If fishing is a lesser alternative to the specialized production of other goods, net use may be negatively correlated with evidence for the volume of exchange. Net use may then drop precipitously once a threshold volume of exchange has been attained. Of course, net use may decline more gradually due to the same variability among fishers regarding the threshold level of effort that has been discussed previously.

Like the technological intensification and prey choice models, these microeconomic models of net use assume that fishers have perfect information about return rates, environmental conditions, and demand for fish. Assumptions of this sort may be appropriate as an approximation for simple adaptive problems. Information may, however, be very difficult to gather or evaluate. Return rates for the use of different gear types and search costs may be difficult to estimate, for example. Experimental studies, ethnographic evidence, and theoretical considerations suggest that individuals acquire relatively few norms through their own trial-and-error.

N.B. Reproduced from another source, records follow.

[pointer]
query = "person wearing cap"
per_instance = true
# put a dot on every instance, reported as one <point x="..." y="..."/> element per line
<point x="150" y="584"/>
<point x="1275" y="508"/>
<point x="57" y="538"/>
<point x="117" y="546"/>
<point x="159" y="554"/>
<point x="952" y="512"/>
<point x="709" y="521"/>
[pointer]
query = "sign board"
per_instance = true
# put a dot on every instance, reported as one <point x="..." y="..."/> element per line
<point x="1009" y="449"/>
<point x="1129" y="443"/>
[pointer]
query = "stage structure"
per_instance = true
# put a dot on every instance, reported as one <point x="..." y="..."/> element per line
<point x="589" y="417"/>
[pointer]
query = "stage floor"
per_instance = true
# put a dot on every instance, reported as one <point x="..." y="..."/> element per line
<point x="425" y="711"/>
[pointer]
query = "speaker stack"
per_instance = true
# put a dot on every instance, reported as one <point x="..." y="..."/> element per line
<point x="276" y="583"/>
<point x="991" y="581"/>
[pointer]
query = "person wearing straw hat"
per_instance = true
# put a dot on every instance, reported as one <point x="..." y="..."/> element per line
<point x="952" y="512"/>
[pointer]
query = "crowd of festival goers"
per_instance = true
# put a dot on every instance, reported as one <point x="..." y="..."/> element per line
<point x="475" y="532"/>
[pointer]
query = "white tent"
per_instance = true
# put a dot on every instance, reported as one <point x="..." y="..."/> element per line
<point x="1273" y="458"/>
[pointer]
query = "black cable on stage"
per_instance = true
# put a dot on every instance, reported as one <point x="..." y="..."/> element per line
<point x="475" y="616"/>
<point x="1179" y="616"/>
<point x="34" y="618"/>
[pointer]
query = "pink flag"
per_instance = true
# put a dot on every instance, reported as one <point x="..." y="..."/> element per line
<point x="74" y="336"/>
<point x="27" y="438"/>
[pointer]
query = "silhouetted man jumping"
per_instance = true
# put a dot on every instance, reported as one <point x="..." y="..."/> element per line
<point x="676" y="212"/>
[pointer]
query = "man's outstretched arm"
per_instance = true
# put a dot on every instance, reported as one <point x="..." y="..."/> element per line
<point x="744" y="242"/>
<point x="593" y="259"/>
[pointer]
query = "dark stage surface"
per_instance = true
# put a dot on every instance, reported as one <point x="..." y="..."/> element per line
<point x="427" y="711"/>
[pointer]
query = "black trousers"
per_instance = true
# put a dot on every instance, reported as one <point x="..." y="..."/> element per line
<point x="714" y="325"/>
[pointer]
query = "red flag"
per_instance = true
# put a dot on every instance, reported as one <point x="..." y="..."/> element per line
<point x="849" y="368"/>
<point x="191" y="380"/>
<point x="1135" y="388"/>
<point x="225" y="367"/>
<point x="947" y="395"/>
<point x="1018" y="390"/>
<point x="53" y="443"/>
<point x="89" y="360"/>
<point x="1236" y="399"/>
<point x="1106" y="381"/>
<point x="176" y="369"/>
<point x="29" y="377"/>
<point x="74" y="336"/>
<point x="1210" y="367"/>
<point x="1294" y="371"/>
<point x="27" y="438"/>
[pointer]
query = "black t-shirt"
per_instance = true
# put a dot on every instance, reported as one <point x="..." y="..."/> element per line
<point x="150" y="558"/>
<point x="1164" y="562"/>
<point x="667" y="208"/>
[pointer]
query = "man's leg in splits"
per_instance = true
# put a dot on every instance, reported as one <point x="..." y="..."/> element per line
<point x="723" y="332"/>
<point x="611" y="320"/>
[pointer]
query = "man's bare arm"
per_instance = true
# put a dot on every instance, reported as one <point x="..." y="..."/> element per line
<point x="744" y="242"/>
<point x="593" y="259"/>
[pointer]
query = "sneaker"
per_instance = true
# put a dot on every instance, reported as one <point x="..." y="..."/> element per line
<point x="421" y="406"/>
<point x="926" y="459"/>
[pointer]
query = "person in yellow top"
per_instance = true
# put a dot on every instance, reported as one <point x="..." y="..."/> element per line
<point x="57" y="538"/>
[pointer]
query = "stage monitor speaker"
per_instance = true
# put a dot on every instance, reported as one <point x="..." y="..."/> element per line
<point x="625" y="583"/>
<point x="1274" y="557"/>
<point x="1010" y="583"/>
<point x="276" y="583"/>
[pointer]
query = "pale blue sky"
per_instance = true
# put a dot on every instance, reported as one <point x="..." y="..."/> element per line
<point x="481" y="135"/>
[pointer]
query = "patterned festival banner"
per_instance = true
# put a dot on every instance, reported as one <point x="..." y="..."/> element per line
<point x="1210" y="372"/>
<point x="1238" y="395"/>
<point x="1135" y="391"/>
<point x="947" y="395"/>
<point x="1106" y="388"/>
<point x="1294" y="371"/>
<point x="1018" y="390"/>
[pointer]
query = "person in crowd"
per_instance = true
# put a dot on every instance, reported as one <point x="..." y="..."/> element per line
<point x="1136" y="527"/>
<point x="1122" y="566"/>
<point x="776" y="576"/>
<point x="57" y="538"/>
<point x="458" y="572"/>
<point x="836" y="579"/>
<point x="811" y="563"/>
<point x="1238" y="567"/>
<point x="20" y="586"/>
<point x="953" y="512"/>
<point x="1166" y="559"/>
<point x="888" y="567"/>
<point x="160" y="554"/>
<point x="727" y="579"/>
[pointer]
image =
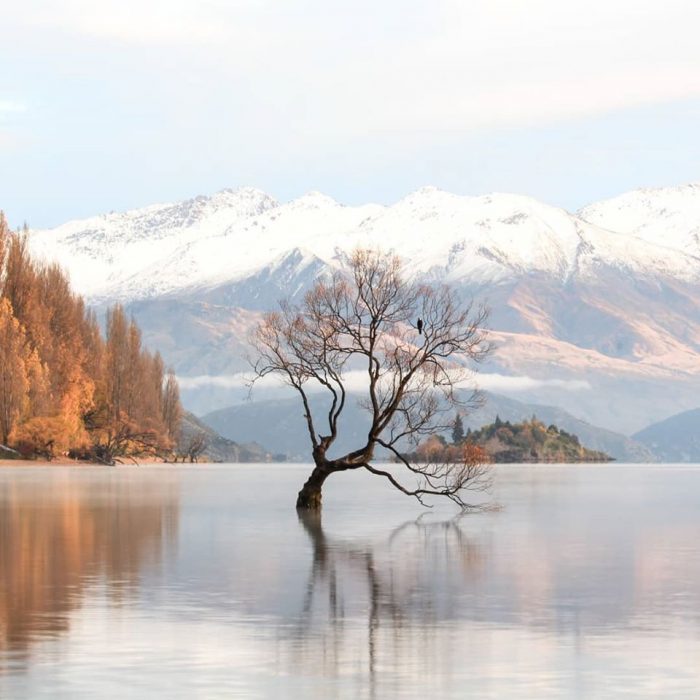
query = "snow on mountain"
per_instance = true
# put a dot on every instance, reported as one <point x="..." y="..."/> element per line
<point x="610" y="295"/>
<point x="667" y="216"/>
<point x="102" y="253"/>
<point x="233" y="236"/>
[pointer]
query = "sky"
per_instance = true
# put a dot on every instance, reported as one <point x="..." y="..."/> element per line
<point x="115" y="104"/>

Models of cultural transmission allow the effects of imperfect information to be incorporated. Individuals acquire much of their norms through a mechanism of cultural transmission that includes some type of imitation. Most fishers may prefer to take their cues about the type of gear to employ from someone else, like a particularly successful fisher. Transmission rules of this sort can lead to the spread of adaptive norms.

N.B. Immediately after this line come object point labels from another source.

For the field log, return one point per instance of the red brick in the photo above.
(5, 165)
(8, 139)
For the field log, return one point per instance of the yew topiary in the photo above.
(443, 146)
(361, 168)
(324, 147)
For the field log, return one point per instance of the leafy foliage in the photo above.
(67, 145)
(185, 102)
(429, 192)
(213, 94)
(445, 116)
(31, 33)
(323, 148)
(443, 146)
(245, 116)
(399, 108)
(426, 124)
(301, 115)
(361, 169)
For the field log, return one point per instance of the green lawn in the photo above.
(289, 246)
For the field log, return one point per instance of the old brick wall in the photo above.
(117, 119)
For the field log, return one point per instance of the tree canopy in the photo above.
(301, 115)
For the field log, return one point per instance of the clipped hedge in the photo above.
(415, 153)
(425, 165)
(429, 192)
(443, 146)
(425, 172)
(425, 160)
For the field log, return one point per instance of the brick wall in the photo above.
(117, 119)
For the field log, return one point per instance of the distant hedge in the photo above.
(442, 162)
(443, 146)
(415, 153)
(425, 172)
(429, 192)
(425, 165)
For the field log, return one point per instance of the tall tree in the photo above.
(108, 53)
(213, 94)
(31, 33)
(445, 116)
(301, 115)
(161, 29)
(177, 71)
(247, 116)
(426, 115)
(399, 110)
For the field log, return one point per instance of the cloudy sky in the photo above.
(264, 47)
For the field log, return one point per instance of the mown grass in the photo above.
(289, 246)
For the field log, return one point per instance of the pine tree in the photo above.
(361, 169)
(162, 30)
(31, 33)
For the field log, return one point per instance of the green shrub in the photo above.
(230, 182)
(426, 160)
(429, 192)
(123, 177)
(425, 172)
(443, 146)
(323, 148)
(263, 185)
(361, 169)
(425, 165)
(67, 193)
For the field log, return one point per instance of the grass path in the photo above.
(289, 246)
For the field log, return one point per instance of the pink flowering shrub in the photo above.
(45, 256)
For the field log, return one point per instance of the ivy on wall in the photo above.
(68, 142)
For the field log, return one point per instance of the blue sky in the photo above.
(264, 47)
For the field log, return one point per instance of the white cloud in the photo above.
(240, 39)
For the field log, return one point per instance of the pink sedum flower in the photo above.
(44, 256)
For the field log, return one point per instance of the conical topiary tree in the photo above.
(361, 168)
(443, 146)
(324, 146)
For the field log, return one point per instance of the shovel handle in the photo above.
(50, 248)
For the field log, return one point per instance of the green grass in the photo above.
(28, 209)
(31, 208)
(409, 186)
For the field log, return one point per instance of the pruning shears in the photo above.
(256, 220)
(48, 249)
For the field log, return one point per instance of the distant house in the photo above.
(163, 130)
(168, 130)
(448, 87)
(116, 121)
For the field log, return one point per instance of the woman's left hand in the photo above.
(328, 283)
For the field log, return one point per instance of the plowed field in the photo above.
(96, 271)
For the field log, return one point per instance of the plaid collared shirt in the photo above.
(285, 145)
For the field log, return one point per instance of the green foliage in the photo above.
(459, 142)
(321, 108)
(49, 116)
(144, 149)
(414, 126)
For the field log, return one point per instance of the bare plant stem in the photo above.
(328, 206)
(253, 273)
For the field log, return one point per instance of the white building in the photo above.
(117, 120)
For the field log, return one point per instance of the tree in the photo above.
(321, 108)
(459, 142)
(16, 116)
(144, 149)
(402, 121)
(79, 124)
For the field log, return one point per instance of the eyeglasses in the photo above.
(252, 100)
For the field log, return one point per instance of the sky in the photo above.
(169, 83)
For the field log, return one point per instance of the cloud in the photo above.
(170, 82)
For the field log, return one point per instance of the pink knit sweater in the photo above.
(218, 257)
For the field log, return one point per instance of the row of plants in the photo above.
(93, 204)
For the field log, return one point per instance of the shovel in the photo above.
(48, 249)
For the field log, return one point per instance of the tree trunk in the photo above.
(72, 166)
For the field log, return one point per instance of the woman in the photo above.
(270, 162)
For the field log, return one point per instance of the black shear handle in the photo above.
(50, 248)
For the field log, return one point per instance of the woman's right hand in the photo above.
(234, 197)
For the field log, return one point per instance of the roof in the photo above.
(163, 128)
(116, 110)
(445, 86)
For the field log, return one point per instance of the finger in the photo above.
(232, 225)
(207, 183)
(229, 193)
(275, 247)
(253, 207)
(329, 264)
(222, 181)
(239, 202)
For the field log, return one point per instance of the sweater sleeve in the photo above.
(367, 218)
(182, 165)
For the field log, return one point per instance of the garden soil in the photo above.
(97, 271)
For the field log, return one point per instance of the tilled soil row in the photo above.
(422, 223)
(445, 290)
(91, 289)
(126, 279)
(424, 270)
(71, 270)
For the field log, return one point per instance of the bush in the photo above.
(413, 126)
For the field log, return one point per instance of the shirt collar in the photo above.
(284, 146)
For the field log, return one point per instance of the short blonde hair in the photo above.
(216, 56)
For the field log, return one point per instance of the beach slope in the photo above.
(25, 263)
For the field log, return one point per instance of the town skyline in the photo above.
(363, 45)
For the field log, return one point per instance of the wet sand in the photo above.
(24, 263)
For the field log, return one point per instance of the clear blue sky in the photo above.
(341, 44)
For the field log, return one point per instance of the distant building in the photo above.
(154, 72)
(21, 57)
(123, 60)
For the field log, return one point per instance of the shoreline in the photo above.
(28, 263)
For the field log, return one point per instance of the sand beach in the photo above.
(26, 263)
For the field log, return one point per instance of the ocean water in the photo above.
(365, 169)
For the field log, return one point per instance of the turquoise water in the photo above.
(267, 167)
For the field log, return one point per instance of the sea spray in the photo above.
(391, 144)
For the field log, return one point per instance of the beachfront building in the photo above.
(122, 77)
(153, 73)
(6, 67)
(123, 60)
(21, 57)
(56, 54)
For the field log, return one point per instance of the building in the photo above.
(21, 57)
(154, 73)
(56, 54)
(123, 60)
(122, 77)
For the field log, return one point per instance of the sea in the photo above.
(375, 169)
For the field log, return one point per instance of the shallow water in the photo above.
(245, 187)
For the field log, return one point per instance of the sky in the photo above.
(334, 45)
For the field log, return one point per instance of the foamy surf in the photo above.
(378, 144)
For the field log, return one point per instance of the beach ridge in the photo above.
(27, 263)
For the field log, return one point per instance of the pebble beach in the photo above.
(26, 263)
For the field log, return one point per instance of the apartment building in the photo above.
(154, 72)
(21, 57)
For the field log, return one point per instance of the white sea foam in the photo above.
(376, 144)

The utility of explicit models of cultural transmission often lies in their ability to account for cases where culture change appears maladaptive or unrelated to adaptation. Simpler economic models may provide an adequate account of shifts in adaptive norms when such changes have obvious adaptive consequences, as may be the case with many changes in subsistence. Models like the prey choice and technological intensification models usefully draw connections between key variables such as diet breadth and environmental conditions. They do not address the processes by which norms regarding subsistence behavior change. The details of these processes can be significant for understanding changes with less obvious adaptive consequences.

Cultural transmission models may therefore provide insight to cases where change in subsistence does not conform to the predictions of the prey choice or technological intensification models. In many cultural transmission models, random factors like sampling effects and imperfect copying work alongside more focused imitation processes to elevate (or decrease) the popularity of particular cultural traits. Individuals, for example, may select a subset of the available population before choosing the “best” model or set of models to copy. These random factors work most powerfully among small groups. Sampling effects within small groups can eventually cause a particular variant to predominate within the group. Such changes typically occur only after many false starts with substantial swings in the frequency of the trait within the population. The operation of sampling effects may thus be identifiable as a pattern of gradual change that does not closely correspond to other environmental or economic trends.

Other effects resulting from the mechanics of cultural transmission are possible. Cultural transmission processes may sometimes lead to the development of exaggerated cultural traits featured in prestige competition or to within-group homogeneity and among-group heterogeneity in certain characteristics. The applicability of alternative models depends on the details of a particular case.

© Scott Pletka and Mathematical Tools, Archaeological Problems, 2009.